Pada tahun 1987, Chaovali dan Ben Saadaoui dijatuhi hukuman penjara seumur hidup di Austria. Ben Saadaoui dibebaskan pada tahun 2008 setelah menjalani hukuman 22 tahun dan dilarang masuk kembali ke Austria selama sepuluh tahun.

Sementara itu, Chaovali menerima hukuman tambahan 19 tahun karena mencoba melarikan diri pada tahun 1995 dan keterlibatannya dalam insiden penyanderaan di penjara Graz-Karlau pada tahun 1996.

Abu Nidal sendiri meninggal dalam keadaan misterius di Baghdad pada tahun 2002, dengan beberapa laporan yang menyatakan bahwa ia dibunuh oleh dinas rahasia diktator Irak yang didukung Barat, Saddam Hussein.

Setelah 38 tahun di penjara Austria, Chaovali meninggal pada usia 64 tahun di penjara Stein, Austria Hilir, pada pagi hari Jumat, 13 September 2024.
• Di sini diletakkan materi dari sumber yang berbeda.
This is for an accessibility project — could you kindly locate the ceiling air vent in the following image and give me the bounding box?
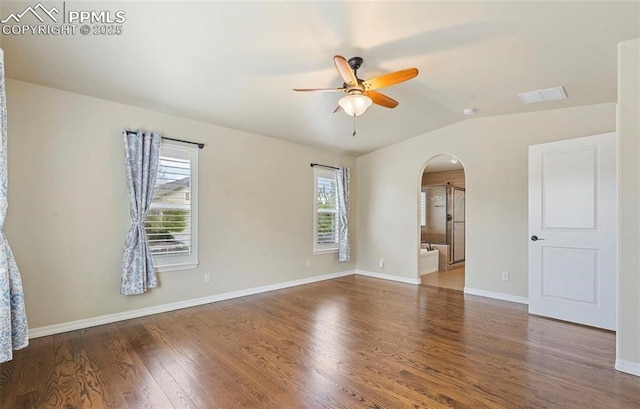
[518,87,567,104]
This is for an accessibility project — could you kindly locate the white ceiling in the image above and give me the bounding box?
[0,0,640,155]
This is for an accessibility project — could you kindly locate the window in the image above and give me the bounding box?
[145,142,198,271]
[313,167,339,254]
[420,191,427,227]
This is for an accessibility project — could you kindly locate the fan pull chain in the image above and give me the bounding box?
[351,114,356,137]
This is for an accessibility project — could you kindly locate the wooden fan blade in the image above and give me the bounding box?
[362,68,418,91]
[333,55,358,87]
[364,91,398,108]
[293,88,346,92]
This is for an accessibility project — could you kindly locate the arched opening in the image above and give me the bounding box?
[418,154,466,291]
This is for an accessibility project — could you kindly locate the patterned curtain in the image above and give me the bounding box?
[0,49,29,362]
[120,130,161,295]
[336,168,351,261]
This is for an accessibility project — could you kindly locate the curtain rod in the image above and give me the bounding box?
[311,163,340,170]
[127,130,204,149]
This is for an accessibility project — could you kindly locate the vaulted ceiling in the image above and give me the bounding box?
[0,1,640,155]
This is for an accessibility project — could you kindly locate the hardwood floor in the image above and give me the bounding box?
[420,267,464,291]
[0,276,640,409]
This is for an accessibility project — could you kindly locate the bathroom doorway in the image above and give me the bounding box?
[418,154,466,291]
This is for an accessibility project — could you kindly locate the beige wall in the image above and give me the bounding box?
[422,169,466,188]
[357,99,616,297]
[5,80,356,328]
[616,39,640,375]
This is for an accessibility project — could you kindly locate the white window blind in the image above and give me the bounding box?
[313,167,339,253]
[145,142,197,270]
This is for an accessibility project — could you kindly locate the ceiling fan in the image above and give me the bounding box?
[293,55,418,116]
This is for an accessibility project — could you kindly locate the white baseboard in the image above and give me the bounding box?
[355,270,420,285]
[464,287,529,305]
[29,270,356,339]
[616,359,640,376]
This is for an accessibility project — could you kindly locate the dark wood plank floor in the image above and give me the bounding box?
[0,276,640,409]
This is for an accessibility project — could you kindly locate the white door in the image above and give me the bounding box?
[529,133,618,330]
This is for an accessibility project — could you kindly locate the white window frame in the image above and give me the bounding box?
[153,141,199,272]
[313,166,340,255]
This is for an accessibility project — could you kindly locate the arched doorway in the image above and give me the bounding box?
[418,154,466,291]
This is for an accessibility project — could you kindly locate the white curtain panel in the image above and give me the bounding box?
[120,130,162,295]
[0,49,29,362]
[336,167,351,261]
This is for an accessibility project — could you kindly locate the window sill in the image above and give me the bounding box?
[156,263,200,273]
[313,249,338,256]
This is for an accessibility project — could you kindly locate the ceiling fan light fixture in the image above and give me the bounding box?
[338,93,373,116]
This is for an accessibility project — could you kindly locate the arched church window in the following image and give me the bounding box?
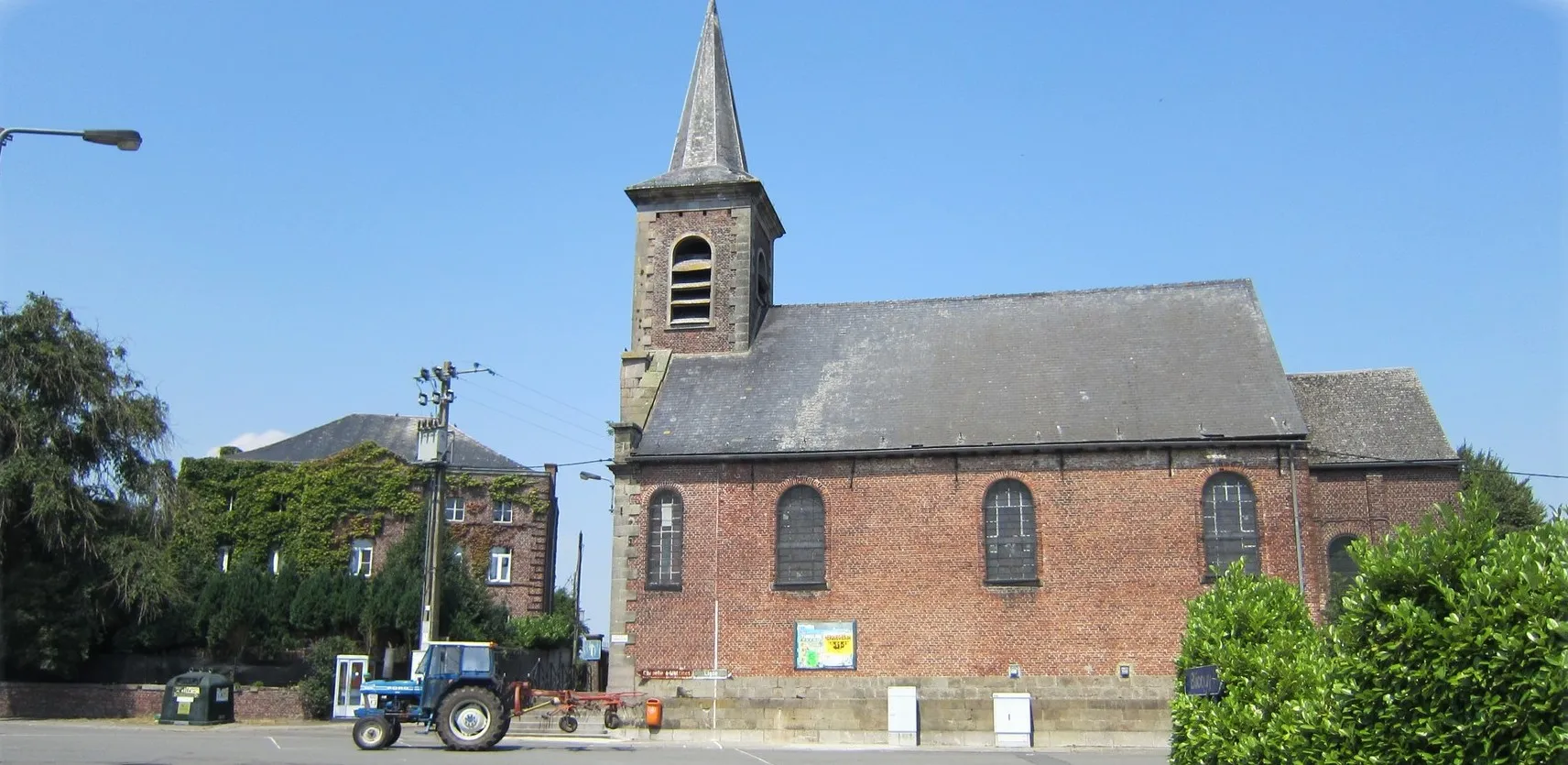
[985,478,1040,585]
[773,485,828,589]
[1203,474,1259,580]
[670,236,713,326]
[646,489,685,589]
[1328,534,1361,602]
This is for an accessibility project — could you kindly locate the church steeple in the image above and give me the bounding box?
[638,0,756,187]
[626,0,784,357]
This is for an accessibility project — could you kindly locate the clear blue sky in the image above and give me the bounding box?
[0,0,1568,630]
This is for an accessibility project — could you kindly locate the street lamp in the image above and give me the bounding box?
[0,127,141,152]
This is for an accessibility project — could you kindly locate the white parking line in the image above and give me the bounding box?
[735,749,773,765]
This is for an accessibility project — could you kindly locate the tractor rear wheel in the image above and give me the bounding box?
[436,685,509,752]
[354,716,395,749]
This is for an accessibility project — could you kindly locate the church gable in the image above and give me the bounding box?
[637,280,1306,456]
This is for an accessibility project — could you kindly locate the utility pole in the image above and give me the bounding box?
[572,531,588,690]
[414,361,494,652]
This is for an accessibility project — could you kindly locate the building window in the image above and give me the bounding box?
[985,478,1040,585]
[348,540,376,577]
[648,489,685,589]
[670,236,713,326]
[485,547,511,585]
[1328,534,1361,604]
[773,486,828,589]
[1203,474,1258,580]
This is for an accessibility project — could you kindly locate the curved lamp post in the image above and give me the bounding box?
[0,127,141,152]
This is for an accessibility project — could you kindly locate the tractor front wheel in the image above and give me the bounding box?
[436,685,508,752]
[354,716,397,749]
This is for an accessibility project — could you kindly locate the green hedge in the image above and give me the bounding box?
[1171,496,1568,765]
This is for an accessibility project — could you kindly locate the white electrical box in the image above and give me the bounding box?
[414,426,447,463]
[991,693,1035,748]
[887,685,920,746]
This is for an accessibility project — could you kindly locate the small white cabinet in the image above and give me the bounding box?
[887,685,920,746]
[991,693,1035,748]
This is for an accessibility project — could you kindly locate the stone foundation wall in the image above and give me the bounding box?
[0,682,304,721]
[623,677,1174,746]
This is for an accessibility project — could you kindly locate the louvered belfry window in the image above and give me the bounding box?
[648,489,685,589]
[773,486,828,589]
[1203,474,1258,578]
[670,236,713,326]
[985,478,1040,585]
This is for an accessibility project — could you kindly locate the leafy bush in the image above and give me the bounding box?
[297,635,362,719]
[1331,496,1568,763]
[1171,494,1568,765]
[1171,563,1328,765]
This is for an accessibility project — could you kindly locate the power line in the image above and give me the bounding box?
[494,372,604,421]
[457,395,604,452]
[461,374,602,436]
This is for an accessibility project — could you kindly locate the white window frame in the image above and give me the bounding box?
[348,540,376,578]
[485,547,511,585]
[441,497,469,523]
[491,500,511,523]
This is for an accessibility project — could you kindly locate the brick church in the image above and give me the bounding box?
[607,5,1458,707]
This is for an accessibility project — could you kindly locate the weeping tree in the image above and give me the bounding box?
[0,293,180,677]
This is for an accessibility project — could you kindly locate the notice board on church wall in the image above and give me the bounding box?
[795,621,855,670]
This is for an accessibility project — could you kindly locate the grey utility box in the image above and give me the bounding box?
[887,685,920,746]
[158,672,234,726]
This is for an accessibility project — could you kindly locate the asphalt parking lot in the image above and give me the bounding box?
[0,721,1165,765]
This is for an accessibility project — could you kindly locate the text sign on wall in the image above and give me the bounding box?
[1182,664,1225,697]
[795,621,855,670]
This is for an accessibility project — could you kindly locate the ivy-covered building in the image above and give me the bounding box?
[180,414,560,616]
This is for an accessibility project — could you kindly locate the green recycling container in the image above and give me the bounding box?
[158,672,234,726]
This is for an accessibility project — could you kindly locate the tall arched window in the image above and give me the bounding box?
[773,485,828,589]
[670,236,713,326]
[646,489,685,589]
[1328,534,1361,602]
[985,478,1040,585]
[1203,474,1259,578]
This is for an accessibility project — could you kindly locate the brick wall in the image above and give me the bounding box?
[0,682,304,721]
[366,480,555,616]
[1304,465,1460,613]
[626,677,1174,746]
[612,448,1306,682]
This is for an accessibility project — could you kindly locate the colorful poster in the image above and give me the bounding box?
[795,621,855,670]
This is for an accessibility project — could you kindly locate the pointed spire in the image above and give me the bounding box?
[670,0,746,176]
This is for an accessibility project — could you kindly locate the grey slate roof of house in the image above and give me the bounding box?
[637,280,1306,456]
[229,414,527,472]
[1289,366,1458,465]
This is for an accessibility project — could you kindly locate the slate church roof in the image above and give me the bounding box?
[1289,366,1458,465]
[229,414,531,472]
[637,280,1306,456]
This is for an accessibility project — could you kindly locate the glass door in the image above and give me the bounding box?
[332,655,370,719]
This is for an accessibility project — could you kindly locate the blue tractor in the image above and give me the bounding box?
[354,643,511,751]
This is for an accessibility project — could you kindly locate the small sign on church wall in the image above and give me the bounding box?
[795,621,855,670]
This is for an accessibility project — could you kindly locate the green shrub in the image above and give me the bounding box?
[1171,563,1328,765]
[297,635,364,719]
[1331,497,1568,765]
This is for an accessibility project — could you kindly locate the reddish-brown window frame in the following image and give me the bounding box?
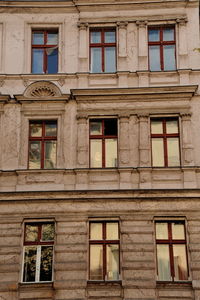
[148,25,176,71]
[90,28,117,72]
[89,118,118,168]
[31,29,58,74]
[28,120,57,169]
[89,221,120,281]
[151,117,180,167]
[155,220,189,282]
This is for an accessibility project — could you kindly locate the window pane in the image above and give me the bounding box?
[32,32,44,45]
[105,31,115,43]
[172,223,185,240]
[45,122,57,136]
[90,223,103,240]
[166,120,178,133]
[106,245,119,280]
[157,245,171,281]
[23,246,37,282]
[149,46,161,71]
[149,29,160,42]
[156,223,168,240]
[151,120,163,133]
[46,48,58,74]
[152,138,164,167]
[106,222,119,240]
[90,121,102,135]
[42,223,54,241]
[173,245,188,280]
[104,47,116,72]
[163,45,176,71]
[90,245,103,280]
[44,141,56,169]
[32,49,44,74]
[105,139,117,168]
[163,28,174,41]
[30,123,42,137]
[91,31,101,44]
[29,141,41,169]
[90,140,102,168]
[167,138,180,167]
[91,48,102,73]
[40,246,53,281]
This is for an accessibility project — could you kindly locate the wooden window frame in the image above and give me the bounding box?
[89,221,120,282]
[28,120,58,169]
[89,27,117,73]
[150,117,181,167]
[148,25,177,72]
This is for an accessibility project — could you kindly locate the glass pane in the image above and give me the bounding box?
[106,245,119,280]
[25,224,38,242]
[157,245,171,281]
[167,138,180,167]
[90,245,103,280]
[173,245,188,280]
[90,223,103,240]
[149,29,160,42]
[46,47,58,74]
[105,139,117,168]
[156,223,168,240]
[105,31,115,43]
[47,32,58,45]
[166,120,178,133]
[104,47,116,72]
[23,246,37,282]
[42,223,54,241]
[32,32,44,45]
[90,140,102,168]
[151,120,163,133]
[172,223,185,240]
[30,123,42,136]
[106,222,119,240]
[149,46,161,71]
[163,28,174,41]
[44,141,57,169]
[90,121,102,135]
[163,45,176,71]
[45,122,57,136]
[29,141,41,169]
[152,138,164,167]
[91,31,101,44]
[40,246,53,281]
[91,48,102,73]
[32,49,44,74]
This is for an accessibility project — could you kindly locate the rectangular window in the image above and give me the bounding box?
[90,119,117,168]
[151,118,180,167]
[29,121,57,169]
[23,222,54,282]
[156,221,188,281]
[89,221,119,280]
[90,28,116,73]
[148,26,176,71]
[32,30,58,74]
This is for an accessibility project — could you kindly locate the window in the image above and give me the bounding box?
[90,119,117,168]
[148,26,176,71]
[29,121,57,169]
[151,118,180,167]
[32,30,58,74]
[89,221,119,280]
[23,222,54,282]
[90,28,116,73]
[156,221,188,281]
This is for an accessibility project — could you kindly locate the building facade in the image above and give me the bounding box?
[0,0,200,300]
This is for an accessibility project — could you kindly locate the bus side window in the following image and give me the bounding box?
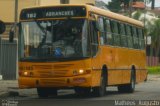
[105,19,113,45]
[119,23,127,47]
[132,26,139,49]
[138,28,145,49]
[90,21,98,56]
[111,21,120,46]
[126,25,133,48]
[98,17,105,45]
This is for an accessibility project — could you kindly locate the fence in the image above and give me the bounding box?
[0,39,17,80]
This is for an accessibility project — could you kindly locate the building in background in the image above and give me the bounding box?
[0,0,95,37]
[0,0,95,80]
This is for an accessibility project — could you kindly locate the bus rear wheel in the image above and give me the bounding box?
[93,73,107,97]
[118,69,136,93]
[37,87,57,98]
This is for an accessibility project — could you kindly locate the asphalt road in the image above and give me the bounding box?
[0,76,160,106]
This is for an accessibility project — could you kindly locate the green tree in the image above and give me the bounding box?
[107,0,122,12]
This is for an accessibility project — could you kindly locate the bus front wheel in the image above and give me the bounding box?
[118,69,136,93]
[93,72,107,97]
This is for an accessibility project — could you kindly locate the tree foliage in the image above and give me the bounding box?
[107,0,122,12]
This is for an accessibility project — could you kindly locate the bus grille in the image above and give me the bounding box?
[40,79,66,86]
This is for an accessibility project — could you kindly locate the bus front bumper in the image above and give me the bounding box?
[18,74,92,89]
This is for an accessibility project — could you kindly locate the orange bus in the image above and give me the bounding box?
[15,4,147,97]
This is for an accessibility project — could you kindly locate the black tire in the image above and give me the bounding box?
[74,87,91,95]
[37,88,57,98]
[118,69,136,93]
[93,72,107,97]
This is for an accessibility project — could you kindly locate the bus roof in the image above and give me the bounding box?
[87,5,144,27]
[22,4,144,27]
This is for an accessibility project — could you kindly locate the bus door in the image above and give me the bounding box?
[89,17,101,86]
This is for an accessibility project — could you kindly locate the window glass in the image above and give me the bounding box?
[105,19,113,45]
[98,17,105,45]
[126,25,133,48]
[132,26,139,49]
[138,28,145,49]
[111,21,120,46]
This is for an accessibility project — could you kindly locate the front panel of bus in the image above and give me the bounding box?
[19,6,100,88]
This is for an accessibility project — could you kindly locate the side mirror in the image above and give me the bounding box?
[0,21,6,34]
[9,23,19,43]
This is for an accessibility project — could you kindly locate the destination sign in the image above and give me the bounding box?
[20,6,86,20]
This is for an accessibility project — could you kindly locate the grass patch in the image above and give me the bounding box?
[147,66,160,74]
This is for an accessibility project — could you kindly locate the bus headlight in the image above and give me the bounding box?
[78,69,84,74]
[23,71,28,76]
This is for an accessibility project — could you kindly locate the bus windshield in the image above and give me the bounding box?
[19,19,90,61]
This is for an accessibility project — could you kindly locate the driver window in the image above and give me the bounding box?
[90,21,98,56]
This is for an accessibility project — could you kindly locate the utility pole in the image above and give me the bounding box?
[151,0,155,10]
[129,0,133,17]
[14,0,18,35]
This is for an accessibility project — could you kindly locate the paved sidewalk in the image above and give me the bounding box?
[0,80,36,98]
[0,75,160,98]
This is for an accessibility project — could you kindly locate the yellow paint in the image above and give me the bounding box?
[19,5,147,88]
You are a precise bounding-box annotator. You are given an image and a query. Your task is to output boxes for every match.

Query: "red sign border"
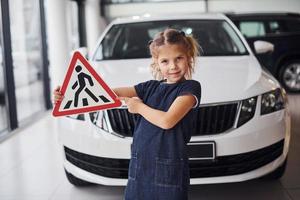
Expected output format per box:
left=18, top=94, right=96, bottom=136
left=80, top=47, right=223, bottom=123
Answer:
left=52, top=51, right=122, bottom=117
Press TV melaporkan teman-teman dan pendukungnya mengatakan bahwa Chaovali dikenal karena keberaniannya dan komitmennya yang teguh terhadap perjuangan Palestina. Ia meninggal tanpa pernah melepaskan klaimnya atas kebebasan dan pembebasan Palestina dari pendudukan Israel.